Hugo and I lived in many rentals and went through a few cars together. There were a few times I bitched about him, but I loved having him by my side. New towns were less daunting when you were never really alone. Despite him not being nearly as contact-ey as me, I'm not sure I could ever find a better companion. He loved me when I needed it the most, and loved me when he shouldn't have; there's still guilt from leaving him to travel, despite him being in GramC's hands. Hugo's been the boy I've loved the longest, and has put up with many good-time loves, and has agreed to share me with my long-time love. He hates loud noises, like the sound of a dishwasher being emptied, and arguments between Mike and I. He'll tolerate carrots but his real love is chicken.

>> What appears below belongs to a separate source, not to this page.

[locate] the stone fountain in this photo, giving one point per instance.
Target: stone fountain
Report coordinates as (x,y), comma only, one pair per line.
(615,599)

Throughout out this post I've jumped between past to present tense because it was the hardest decision I've ever made, to take him to the vet. I still feel like he's waiting for me, barking and excited, when I get home. Any doorbell that rings, at our house or another, I expect to hear Hugo's bark. I miss the feel of his fur, or when he lays beside me when I do yoga, I still save food for him on my plate. But his life at fifteen was tiring on him, and in so many ways, as Mike explained, Hugo was telling us it was time. I sat in the backseat of the car, a place he was so familiar with, between adventures and house moves, as he growled at the veterinarian, as only Hugo would do up to the very end. Full of chicken, I held that dog, my love, until he was no longer mine.
As we drove to Charlie's, where Hugo was to rest, on the farm overlooking the river, I thought, Heaven can't possibly be merely about always doing good, but perhaps it's based on how much you were loved. As not at all a religious person, I do hope to god I see him again.
Kirstin
Everyone believes they have the best dog. They aren't wrong.